My partner has at times criticized me for being too passionate or caring too much. I feel like a person would collapse under all this pressure if he/she didn’t care as much as I do and feel as responsible as I do. I think then is when people start to burn out. You aren’t completely spent until you allow yourself to become ineffective. I am so conscious of not wanting to remain there – in that moment, with materials I need, and yet still feeling lost and ineffective. I want to do this right. And I often feel alone in that urgency and that desperate need – and that feeling of being so inadequate. I go into some teachers’ classrooms and they look so well put-together and then I hear them say they do nothing at home to prepare. How do they do it all? I struggle just to keep up with all the paperwork, the notes I’m supposed to keep on kids, the papers to grade, the homework to check, the lessons to write (and not just the lesson for each class but also for each small group strategy lesson)…

test prep as a genre?

December 14, 2008 Ms. Flecha 1 comment

I agree so much with some of the comments in this post on a fellow teacher’s blog, –  the ELA does not so much test how good a reader a child is, but tests how good they are at taking reading tests. The differences in reading levels among my students is quite significant – I have students who read level E/F (books that don’t even have dialogue) and students who read level M (which has chapter books). And yet some of my lower-level students score better than my students who are on level M (which is grade level). Some of my lower readers are actually more critical readers and better at these tests for various and many unknown reasons.

Three different parts of our curriculum – reading, writing and read aloud – are for test prep.
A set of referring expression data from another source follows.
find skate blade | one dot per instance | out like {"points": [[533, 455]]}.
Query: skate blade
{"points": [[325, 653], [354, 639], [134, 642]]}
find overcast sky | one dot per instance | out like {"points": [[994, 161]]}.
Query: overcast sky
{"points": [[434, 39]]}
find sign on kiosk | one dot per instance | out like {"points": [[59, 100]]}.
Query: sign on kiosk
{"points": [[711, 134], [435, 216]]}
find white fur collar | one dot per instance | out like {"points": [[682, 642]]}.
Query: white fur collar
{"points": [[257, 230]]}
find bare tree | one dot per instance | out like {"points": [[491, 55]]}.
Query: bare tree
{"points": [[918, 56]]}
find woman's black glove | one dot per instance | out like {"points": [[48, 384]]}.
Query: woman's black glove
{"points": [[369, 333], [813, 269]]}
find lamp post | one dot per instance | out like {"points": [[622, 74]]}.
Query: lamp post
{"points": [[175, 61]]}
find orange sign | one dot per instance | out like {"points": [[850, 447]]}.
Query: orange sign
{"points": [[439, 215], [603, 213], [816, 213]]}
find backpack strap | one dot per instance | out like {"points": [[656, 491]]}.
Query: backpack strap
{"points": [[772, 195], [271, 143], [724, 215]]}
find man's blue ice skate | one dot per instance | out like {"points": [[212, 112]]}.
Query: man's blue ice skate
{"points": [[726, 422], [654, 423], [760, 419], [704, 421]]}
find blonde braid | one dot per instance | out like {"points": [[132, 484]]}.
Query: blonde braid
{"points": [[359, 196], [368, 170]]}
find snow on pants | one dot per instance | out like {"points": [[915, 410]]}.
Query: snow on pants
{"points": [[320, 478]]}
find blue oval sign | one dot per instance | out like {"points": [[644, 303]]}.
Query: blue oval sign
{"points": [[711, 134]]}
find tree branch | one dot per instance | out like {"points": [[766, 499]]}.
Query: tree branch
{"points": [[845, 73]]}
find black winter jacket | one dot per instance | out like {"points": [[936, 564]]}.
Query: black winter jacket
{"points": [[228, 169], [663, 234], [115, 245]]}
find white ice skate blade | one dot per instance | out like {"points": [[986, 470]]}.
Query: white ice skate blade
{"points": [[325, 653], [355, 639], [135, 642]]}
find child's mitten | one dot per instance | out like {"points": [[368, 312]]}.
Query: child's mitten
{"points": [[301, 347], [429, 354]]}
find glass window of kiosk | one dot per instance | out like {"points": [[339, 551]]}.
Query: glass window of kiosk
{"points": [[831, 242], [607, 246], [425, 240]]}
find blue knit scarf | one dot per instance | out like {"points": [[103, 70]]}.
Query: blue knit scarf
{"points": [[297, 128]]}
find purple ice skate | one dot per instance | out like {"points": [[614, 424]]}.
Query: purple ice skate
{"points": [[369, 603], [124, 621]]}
We are to take away one period of two other subjects for test prep as well.  While teachers get criticized for teaching to the test, that is exactly how we are curtailing the students’ education.

If we were true advocates for our students, shouldn’t schools be opposing these tests and organizing parents to do the same? And there are so many legitimate research-based reasons to oppose these tests – whether you choose to look at it from the point of view of ELLs or not.  On the other hand, my school knows historical fiction, fairy tales, fables, legends, poetry, biography, etc., may be on the test, and yet they choose to spend two whole months on Fiction and one whole month on non-Fiction, leaving just days to teach each of these other genres.

test prep

December 13, 2008 Ms. Flecha Leave a comment

I know I’m not alone when I say I hate test prep, that time of year in third grade and up when 80% of instruction is focused on teaching strategies for taking state-mandated tests like Math or English Language Arts.

But I don’t just hate it because it is mindless, scripted lessons. Sometimes its nice to have lessons that are already worked out even if they still have to be tailored. And I often feel like my own lessons fall flat anyway. But what really bothers me is it makes me feel so incompetent.

The lessons and teaching points we are given are so poorly written and organized that we are setting the kids up for failure. Like the first time we teach kids about historical fiction, it is to focus on the types of questions asked. There is no time to spend to really dig into it and read some. And then that is it. Maybe one other lesson talks about historical fiction. This is the equivalent of cramming except usually when you cram for a big test, it is both your choice and with material you have had some prior experience with. At first I honestly just thought it was me. That I am inexperienced and disorganized and that’s why it hasn’t been working well but the reading teacher told me all the teachers are having a hard time with it!